Figure 1: The basic actor-critic algorithm visualized.

The actor-critic (AC) model is considered a decoupling technique which splits a reinforcement system into an action-selection and action-evaluation component. Actor are any type of reinforcement learning techniques, which actively improve the policy based on new action-value information. In general, actors provide an approximate state-action function, which is updated based on the values of the Q-functions. Critics are in general temporal differencing methods such as Q-learning or SARSA. They actively evaluate the current policy and update the action-value function itself.

AC systems are widely used, as they emulate a neural reward model and allow for clear separation of concerns. In AC, the actor produces an action based on its current Q-learning model. The critic observes the environmental reward, and evaluates the utility of the selected action. Depending on the reward, the critic will provide "feedback" to the actor, which will update its state-action function. Actor-critic methods are useful if the state or action space are too large and have to be approximated. Since approximators do not necessarily guarantee convergence and may also produce wildly varying policies actor-critic servers as a form of balancing algorithm[1].

Figure 1 displays a visual model of the actor-critic algorithm. The critic uses temporal differencing to calculate the state-action value function. The actor recalculates the policy on the basis of the newly updated Q-function.

### The DeepMind Deep Reinforcement Learning Algorithm

#### Motivation

Reinforcement learning has traditionally been confined to domains in which the state space was generally well-defined, fully-observable, and low-dimensional. In order to represent the environment reinforcement agents frequently made use of prior manually generated models and heuristics, which provided a reasonable state-action baseline instead of just random initial guessing.

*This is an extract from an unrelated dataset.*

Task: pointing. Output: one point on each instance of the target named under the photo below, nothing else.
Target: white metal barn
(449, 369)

This approach, however, conflicted with the notion of finding a general model. These reinforcement agents only operated well in the environment they had been designed for, and failed in unknown, new domains. A reinforcement learning agent which excelled at playing a game of chess, failed completely at backgammon and vice versa.

Q-learning in particular had been limited in its ability to approximate the full state-action space, partially because existing methods were unable to model neural perception appropriately. With a resurgence of popularity in machine learning, (convolutional) neural networks (CNNs) emerged as a new possible function approximator for Q-learning. Deep CNNs use a feed-forward mechanism which is said to imitate the behavior of receptive fields, boding themselves well for perception-based agents.

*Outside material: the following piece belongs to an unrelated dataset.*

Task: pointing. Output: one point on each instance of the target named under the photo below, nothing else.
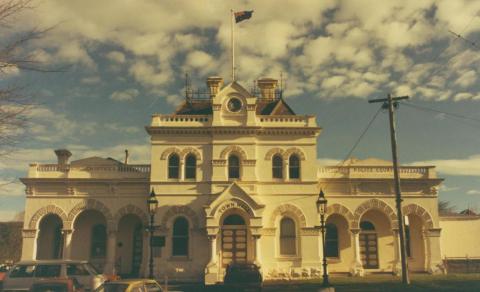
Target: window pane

Unfortunately, non-linear approximators such as neural nets were known to behave erratically in reinforcement learning, thus limiting their usability.

#### Deep Q-Learning

To tackle this problem Mnih, Kavukcuoglu, Silver, et al., 2015 [2] proposed a new form of Q-learning, titled deep Q-learning (it is also referred to as deep Q-networks (DQN)). In addition to using a convolutional neural net to model the state-action space, they leverage experience replay[3] as a stabilization mechanism. Experience replay collects a buffer of historical transition models and randomly inserts the transition values during the Q-update function. Any historical transition may influence the future action selection, thus averaging the behavior distribution overall and mitigating the occurrence of local minima or divergence.

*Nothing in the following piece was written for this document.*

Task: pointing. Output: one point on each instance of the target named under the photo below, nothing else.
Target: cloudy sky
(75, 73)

Secondly, in every state-action update the target value, i.e. the expected return, is trained independently of the actual update function for several update epochs. This guarantees that an update to ${\displaystyle Q(s_{t},a_{i})}$ does not immediately impact updates to ${\displaystyle Q(s_{t+1},a)}$. If the model is at risk of diverging or oscillation, this method establishes a potential buffer to stabilize. It can be considered a hybrid off-policy approach as the policy is only improved every N-steps.

##### Algorithm

The algorithm below describes the typical behavior of a deep Q-learning framework. For ${\displaystyle M}$ episodes, the agent will iterate over its action-value function ${\displaystyle Q}$. To reduce CPU and memory usage, the state space is preprocessed using the ${\displaystyle \phi }$ function, which reduces the dimensionality of the input value. The agent uses Q-learning to update its action-value function ${\displaystyle Q}$. In each step, it selects an action ${\displaystyle a}$ ${\displaystyle \epsilon }$-greedily. This means that with an ${\displaystyle \epsilon }$ chance it will pick an action randomly to explore, otherwise it exploits and selects the action with the highest expected value. Note that the use of argmax in the selection process implies that the expected action space is low and likely discrete.

After executing the action, it observes the reward ${\displaystyle r}$ and updates the state ${\displaystyle s}$ to the new state ${\displaystyle s_{t+1}}$. The following sequence of steps is what distinguishes a Deep Q-learning agent from conventional Q-learning. After the reward has been observed, the agent stores the full transition in its memory stash ${\displaystyle D}$.

When selecting the approximate target-value ${\displaystyle y}$ for the gradient descent update, the agent does not select the latest transition. Instead, it samples a transition from ${\displaystyle D}$. To remain robust, the agent select the best action from the buffered ${\displaystyle {\hat {Q}}}$ instead of ${\displaystyle Q}$. The agent now performs a least-squares error gradient descent on ${\displaystyle Q}$ and updates the ${\displaystyle \theta }$ weights of the Q-function. After ${\displaystyle C}$ steps it updates the ${\displaystyle {\hat {Q}}}$ buffer to the newly improved ${\displaystyle Q}$ function.

#### Continuous Control

Deep Q-learning has been used successfully in a wide range of domains, yet again it was limited to a specific class of applications. Deep Q-learning allowed to model settings with high-dimensional state (or observation) spaces, but was unable to act in the face of continuous, high-dimensional action spaces. Examples include physical simulators and environments, which operate on fine-grained real values and operate on substantially more flexible movement patterns. While it is possible to discretize actions, the degrees of freedom quickly lead to a curse of dimensionality and an action-space explosion.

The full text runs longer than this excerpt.